Okay, so the reason why you only get a result of 5 is rather simple: What you are doing is count the nodes. So in your case, you have 5 nodes, so the result is 5.
If you want to get the internal path length, then I believe you will have to keep track of the current depth while navigating through the tree. You can do this simply by using an optional parameter.
def branchLenSum(self, depth = 0):
rounds = depth
if self.leftChild:
rounds += self.leftChild.branchLenSum(depth + 1)
if self.rightChild:
rounds += self.rightChild.branchLenSum(depth + 1)
return rounds
In this case, whenever we navigate down to a child, we increase the current depth by one. And when counting the branch length of a node, we start at the depth.
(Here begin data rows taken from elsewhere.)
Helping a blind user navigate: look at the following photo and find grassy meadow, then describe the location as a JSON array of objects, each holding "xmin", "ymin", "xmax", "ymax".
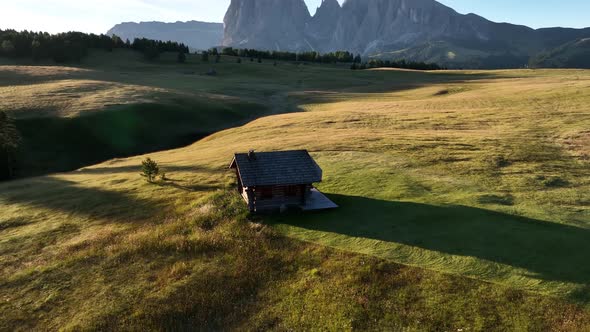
[{"xmin": 0, "ymin": 53, "xmax": 590, "ymax": 331}]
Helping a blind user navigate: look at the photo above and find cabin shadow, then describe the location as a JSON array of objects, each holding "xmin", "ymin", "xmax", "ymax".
[{"xmin": 273, "ymin": 195, "xmax": 590, "ymax": 303}]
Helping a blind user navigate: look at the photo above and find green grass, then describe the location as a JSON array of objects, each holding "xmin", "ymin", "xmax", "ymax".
[{"xmin": 0, "ymin": 54, "xmax": 590, "ymax": 331}]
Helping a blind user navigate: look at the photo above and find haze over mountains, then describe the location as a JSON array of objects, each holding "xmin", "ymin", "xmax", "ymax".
[
  {"xmin": 109, "ymin": 0, "xmax": 590, "ymax": 68},
  {"xmin": 224, "ymin": 0, "xmax": 590, "ymax": 68}
]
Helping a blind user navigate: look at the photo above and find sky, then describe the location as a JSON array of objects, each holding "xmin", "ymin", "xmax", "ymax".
[{"xmin": 0, "ymin": 0, "xmax": 590, "ymax": 33}]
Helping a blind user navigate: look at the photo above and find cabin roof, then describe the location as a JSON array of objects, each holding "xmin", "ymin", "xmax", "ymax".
[{"xmin": 230, "ymin": 150, "xmax": 322, "ymax": 187}]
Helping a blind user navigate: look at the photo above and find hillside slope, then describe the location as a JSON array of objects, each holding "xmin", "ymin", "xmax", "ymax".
[
  {"xmin": 0, "ymin": 61, "xmax": 590, "ymax": 331},
  {"xmin": 530, "ymin": 38, "xmax": 590, "ymax": 68}
]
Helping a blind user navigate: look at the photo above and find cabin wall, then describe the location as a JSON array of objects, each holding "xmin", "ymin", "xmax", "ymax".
[{"xmin": 251, "ymin": 185, "xmax": 311, "ymax": 212}]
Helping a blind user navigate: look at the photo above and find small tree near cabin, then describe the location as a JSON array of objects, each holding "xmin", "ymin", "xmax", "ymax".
[
  {"xmin": 177, "ymin": 52, "xmax": 186, "ymax": 63},
  {"xmin": 141, "ymin": 158, "xmax": 160, "ymax": 183}
]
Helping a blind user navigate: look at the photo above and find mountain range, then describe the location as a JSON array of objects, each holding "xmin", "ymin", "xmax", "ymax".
[
  {"xmin": 223, "ymin": 0, "xmax": 590, "ymax": 68},
  {"xmin": 107, "ymin": 21, "xmax": 223, "ymax": 50},
  {"xmin": 108, "ymin": 0, "xmax": 590, "ymax": 68}
]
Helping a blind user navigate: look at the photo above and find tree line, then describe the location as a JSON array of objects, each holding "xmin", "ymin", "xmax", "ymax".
[
  {"xmin": 350, "ymin": 59, "xmax": 445, "ymax": 70},
  {"xmin": 215, "ymin": 47, "xmax": 362, "ymax": 63},
  {"xmin": 0, "ymin": 30, "xmax": 189, "ymax": 63}
]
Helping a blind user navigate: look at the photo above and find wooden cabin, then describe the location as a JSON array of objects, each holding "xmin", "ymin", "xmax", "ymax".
[{"xmin": 230, "ymin": 150, "xmax": 337, "ymax": 212}]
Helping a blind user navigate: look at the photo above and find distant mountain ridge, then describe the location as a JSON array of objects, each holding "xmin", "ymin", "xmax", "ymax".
[
  {"xmin": 107, "ymin": 21, "xmax": 223, "ymax": 50},
  {"xmin": 223, "ymin": 0, "xmax": 590, "ymax": 68}
]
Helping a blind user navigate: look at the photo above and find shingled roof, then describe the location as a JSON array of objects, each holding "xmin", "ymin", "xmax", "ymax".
[{"xmin": 230, "ymin": 150, "xmax": 322, "ymax": 187}]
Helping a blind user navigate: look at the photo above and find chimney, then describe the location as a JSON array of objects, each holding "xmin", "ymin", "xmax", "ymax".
[{"xmin": 248, "ymin": 150, "xmax": 256, "ymax": 161}]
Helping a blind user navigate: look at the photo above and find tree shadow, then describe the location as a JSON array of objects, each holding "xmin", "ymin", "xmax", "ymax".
[
  {"xmin": 279, "ymin": 195, "xmax": 590, "ymax": 303},
  {"xmin": 0, "ymin": 177, "xmax": 158, "ymax": 222},
  {"xmin": 74, "ymin": 164, "xmax": 219, "ymax": 175}
]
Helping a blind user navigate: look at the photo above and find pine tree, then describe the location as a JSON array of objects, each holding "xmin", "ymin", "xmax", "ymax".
[
  {"xmin": 141, "ymin": 158, "xmax": 160, "ymax": 183},
  {"xmin": 176, "ymin": 52, "xmax": 186, "ymax": 63}
]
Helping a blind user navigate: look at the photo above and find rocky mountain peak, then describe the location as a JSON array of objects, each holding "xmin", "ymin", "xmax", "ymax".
[{"xmin": 224, "ymin": 0, "xmax": 590, "ymax": 68}]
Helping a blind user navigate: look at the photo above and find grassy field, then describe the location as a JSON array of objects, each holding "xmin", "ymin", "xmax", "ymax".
[{"xmin": 0, "ymin": 52, "xmax": 590, "ymax": 331}]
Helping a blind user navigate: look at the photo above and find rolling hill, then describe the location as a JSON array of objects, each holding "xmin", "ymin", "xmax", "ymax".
[{"xmin": 0, "ymin": 54, "xmax": 590, "ymax": 331}]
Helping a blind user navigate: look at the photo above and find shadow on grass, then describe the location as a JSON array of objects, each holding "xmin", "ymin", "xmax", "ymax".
[
  {"xmin": 74, "ymin": 165, "xmax": 219, "ymax": 175},
  {"xmin": 272, "ymin": 195, "xmax": 590, "ymax": 303},
  {"xmin": 0, "ymin": 177, "xmax": 157, "ymax": 221}
]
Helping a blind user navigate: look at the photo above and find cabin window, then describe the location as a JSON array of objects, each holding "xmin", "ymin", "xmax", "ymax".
[
  {"xmin": 285, "ymin": 186, "xmax": 297, "ymax": 197},
  {"xmin": 260, "ymin": 187, "xmax": 272, "ymax": 200}
]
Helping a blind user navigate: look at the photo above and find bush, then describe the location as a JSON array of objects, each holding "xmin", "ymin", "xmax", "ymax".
[{"xmin": 141, "ymin": 158, "xmax": 160, "ymax": 183}]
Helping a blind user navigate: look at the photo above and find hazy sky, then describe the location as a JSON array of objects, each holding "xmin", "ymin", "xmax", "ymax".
[{"xmin": 0, "ymin": 0, "xmax": 590, "ymax": 33}]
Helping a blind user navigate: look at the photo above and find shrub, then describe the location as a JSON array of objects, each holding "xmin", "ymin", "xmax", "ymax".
[{"xmin": 141, "ymin": 158, "xmax": 160, "ymax": 183}]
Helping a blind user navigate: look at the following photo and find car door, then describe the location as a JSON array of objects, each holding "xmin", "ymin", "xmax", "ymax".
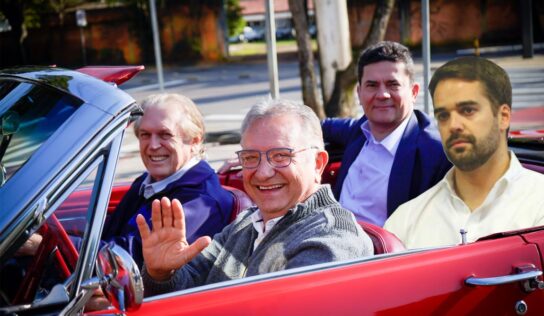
[{"xmin": 130, "ymin": 230, "xmax": 544, "ymax": 315}]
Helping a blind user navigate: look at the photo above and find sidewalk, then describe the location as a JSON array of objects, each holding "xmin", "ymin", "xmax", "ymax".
[{"xmin": 118, "ymin": 48, "xmax": 544, "ymax": 181}]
Btw. note that officially, the internal path length is defined as the length for only the internal nodes, i.e. not leaves. The method above counts every node including leaves. If you want to follow the official definiton, you will have to add a leaf-check at the beginning and return 0 for leaves.
Some other things:
The methods getLeftChild and getRightChild do effectively nothing. You assign None to the return value, then check if the left/right child is None and if that’s not the case you assign the child to the return value and return it.
So essentially, you are returning self.leftChild/self.rightChild; there’s no need to actually look at the value and check for None.
In Python, you usually don’t use accessor or mutator methods (getters/setters); you just access the underlying property itself. This makes the methods getLeftChild, getRightChild, getKey and setKey redundant.
Checking for None with != None or == None is an antipattern. If you want to check if, for example a child is not None, just do if child. And if you want to check if it is not set (i.e. not None) just do if not child.